‘’Saygıdeğer karıncalar gözlerini yuvada açar,besbelli orada kaparlar;bu müspet ve sebatkar davranışlarıyla da büyük bir onuru hak ederler. Fakat insan hercai, bir dalda durmaz bir yaratıktır ve belki de satranç oyuncuları gibi gayeyi değil, gayeye giden yolu sever. Kim bilir (emin olamayız tabii) belki de insanların yeryüzünde ulaşmaya çalıştığı tek gaye, bu gayeye ulaşma yolundaki daimi çaba,başka bir deyişle hayatın ta kendisidir,yani iki kere iki dört cinsinden bir formül olan gaye değildir; zaten iki kere iki dört,hayat değildir baylar,ölümün başlangıcıdır.’’
Sayfa:36
Sağlığımda,arzulamaya kudretim varken böyle bir apartman yapısına tek bir tuğla koyarsam,elim kırılsın. Demin billur sarayı sırf dilimi çıkaramayacağım için reddedişime bakmayın. Bunu dil çıkarmaya bayıldığımdan söylemedim. Belki de beni kızdıran, bugüne dek yaptığınız binaların hepsinin insanda dil çıkarma isteğini uyandırmasıdır. Dil çıkarmak istediğini unutturacak değişiklikler yapılırsa, o zaman şükran duygularımı göstermek için dilimi bile keserim. Buna imkan yoksa, eldeki evlerle yetinmemiz gerekiyorsa, bana ne! Niçin ben böyle arzularla yaratılmışım? Yoksa dünyaya gelişimin biricik sebebi,varlığımın sadece bir yalan olduğu neticesine varmak mıdır? Maksat sadece bu mu? İnanmam.

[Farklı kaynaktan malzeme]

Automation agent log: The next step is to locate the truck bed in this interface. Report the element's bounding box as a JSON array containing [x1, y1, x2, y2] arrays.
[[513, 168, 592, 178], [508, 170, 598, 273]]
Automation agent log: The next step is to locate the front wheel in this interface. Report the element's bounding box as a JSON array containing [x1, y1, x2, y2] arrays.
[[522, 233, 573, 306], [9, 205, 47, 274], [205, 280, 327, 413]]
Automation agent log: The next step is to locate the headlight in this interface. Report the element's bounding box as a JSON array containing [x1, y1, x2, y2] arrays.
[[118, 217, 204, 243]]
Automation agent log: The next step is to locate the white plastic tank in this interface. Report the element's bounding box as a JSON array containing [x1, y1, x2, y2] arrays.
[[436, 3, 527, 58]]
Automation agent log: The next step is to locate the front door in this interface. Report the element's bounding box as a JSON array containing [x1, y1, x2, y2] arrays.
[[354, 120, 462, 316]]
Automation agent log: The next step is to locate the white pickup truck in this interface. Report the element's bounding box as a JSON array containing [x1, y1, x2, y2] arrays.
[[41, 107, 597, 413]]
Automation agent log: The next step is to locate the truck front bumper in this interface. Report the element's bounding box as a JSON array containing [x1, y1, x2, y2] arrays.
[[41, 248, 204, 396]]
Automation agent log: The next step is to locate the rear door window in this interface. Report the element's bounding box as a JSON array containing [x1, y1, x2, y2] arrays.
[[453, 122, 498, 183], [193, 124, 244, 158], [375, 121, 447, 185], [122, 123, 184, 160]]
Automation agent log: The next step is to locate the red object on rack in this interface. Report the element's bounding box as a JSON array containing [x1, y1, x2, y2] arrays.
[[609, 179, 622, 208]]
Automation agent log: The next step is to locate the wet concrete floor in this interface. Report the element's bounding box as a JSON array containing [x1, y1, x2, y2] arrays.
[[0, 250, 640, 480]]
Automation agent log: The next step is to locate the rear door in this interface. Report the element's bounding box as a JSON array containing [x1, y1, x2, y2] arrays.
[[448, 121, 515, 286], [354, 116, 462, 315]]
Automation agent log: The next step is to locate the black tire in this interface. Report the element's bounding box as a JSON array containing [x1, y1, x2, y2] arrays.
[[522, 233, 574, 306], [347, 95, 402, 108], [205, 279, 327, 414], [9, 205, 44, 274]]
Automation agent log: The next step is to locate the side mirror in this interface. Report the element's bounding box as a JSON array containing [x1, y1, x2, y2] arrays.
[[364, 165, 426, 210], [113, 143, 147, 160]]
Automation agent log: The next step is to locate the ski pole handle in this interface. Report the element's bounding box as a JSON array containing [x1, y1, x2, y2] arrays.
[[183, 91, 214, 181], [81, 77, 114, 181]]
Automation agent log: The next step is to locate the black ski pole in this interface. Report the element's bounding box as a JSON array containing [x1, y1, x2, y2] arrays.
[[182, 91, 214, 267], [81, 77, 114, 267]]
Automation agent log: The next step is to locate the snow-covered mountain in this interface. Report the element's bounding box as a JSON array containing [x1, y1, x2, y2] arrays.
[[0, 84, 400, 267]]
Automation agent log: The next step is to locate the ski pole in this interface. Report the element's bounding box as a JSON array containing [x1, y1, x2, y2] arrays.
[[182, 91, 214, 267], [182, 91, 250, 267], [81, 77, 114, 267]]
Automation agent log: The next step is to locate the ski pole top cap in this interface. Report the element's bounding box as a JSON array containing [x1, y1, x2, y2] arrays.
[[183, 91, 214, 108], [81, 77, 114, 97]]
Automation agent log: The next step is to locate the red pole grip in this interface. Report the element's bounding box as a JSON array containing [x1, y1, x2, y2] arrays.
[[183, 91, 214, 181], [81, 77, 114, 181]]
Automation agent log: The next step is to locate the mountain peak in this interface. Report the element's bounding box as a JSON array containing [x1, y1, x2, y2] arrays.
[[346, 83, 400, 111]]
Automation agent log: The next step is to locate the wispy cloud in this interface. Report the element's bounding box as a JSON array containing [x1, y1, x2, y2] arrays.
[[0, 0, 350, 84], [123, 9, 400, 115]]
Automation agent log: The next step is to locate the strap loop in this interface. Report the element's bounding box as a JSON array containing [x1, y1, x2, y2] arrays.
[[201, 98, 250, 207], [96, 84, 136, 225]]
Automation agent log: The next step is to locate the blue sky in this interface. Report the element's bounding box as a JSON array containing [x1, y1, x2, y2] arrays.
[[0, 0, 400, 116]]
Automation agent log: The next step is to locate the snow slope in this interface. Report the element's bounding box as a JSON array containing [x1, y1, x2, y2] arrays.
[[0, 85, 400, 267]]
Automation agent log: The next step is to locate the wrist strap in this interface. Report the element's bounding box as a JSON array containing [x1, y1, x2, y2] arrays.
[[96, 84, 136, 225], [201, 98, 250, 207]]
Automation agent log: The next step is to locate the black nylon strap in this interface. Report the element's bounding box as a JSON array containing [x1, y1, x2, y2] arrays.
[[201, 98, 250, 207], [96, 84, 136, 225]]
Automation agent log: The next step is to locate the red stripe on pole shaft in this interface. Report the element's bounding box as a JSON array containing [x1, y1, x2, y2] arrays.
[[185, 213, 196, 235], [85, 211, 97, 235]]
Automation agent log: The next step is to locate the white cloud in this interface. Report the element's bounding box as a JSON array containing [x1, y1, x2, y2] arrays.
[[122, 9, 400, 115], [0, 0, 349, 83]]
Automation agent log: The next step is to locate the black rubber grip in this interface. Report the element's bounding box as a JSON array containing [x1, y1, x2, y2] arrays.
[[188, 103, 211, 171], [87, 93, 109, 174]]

Gene de biliyor musunuz, bizim gibi yeraltı takımının dizginini sıkı tutmak gerektiği kanısındayım. Çünkü kırk yıl ses çıkarmadan yeraltında otururuz, ama bir fırsatını bulup yeryüzüne çıkarsak çenemizden kurtulamazsınız…
Sayfa: 40
İnsan gayeye ulaşmak için çalışmayı sever, fakat ulaşmayı pek istemez; bu hal hiç şüphesiz çok gülünçtür. Şu halde insan daha doğuştan gülünç bir yaratıktır, işin hoş tarafı da budur zaten. Gene de, ne olursa olsun, şu iki kere iki pek musibet bir şey. Bana göre iki kere iki sadece bir küstahlıktır efendim. İki kere ikiyi yolumuzun ortasında külhanbeyi gibi durmuş, elleri belinde, ortalığı tükürüğe boğarken düşünüyorum. İki kere ikinin dördün üstünlüğünü kabul ediyorum elbette;fakat her şeyi hoş görmeye karar verdikten sonra,iki kere ikinin beş etmesinden bile hoşlanmak mümkündür.
Sayfa:37
‘’Bakın, yağmur yağarken saray yerine bir tavuk kümesi görsem, ıslanmamak için belki kümese girerim. Fakat kümes beni yağmurdan korudu diye, şükran borcumu ödemek için kümese saray gözüyle bakmam. Bana gülecek,hatta böyle bir durumda sarayla kümes arasında fark olmadığını söyleyeceksiniz. Evet, hayatta tek gayemiz ıslanmamak olsaydı, dediğiniz doğruydu diye cevap veririm ben de.’’
Sayfa: 39
İstediğiniz kadar gülebilirsiniz, bütün alaylarınıza katlanırım, ama karnım açken ‘’tokum’’ diye diyemem; uzlaşmayla avunmayacağımı, sırf tabiat kanunlarına göre oluştuğu ve gerçekten var olduğu için de kısır döngüyle yetinemeyeceğimi biliyorum. Bin yıllık kontratlı, fakir kiracılarla dolu ve her ihtimale karşı kapısında Dişçi Wagenheim tabelası asılı bir apartmanı baş tacı demem, üstüne titrenecek emelim sayamam. Arzularımı yok edin,bütün ideallerimi silin,bana daha iyi şeyler gösterin,seve seve peşinizden koşarım. Eğer uğraşmaya değmez derseniz,o zaman siz de benden aynı cevabı alırsınız. Ciddi ciddi konuştuğumuz halde bana önem vermek istemiyorsanız öyle olsun, yalvaracak değilim. Nasılsa yeraltım var.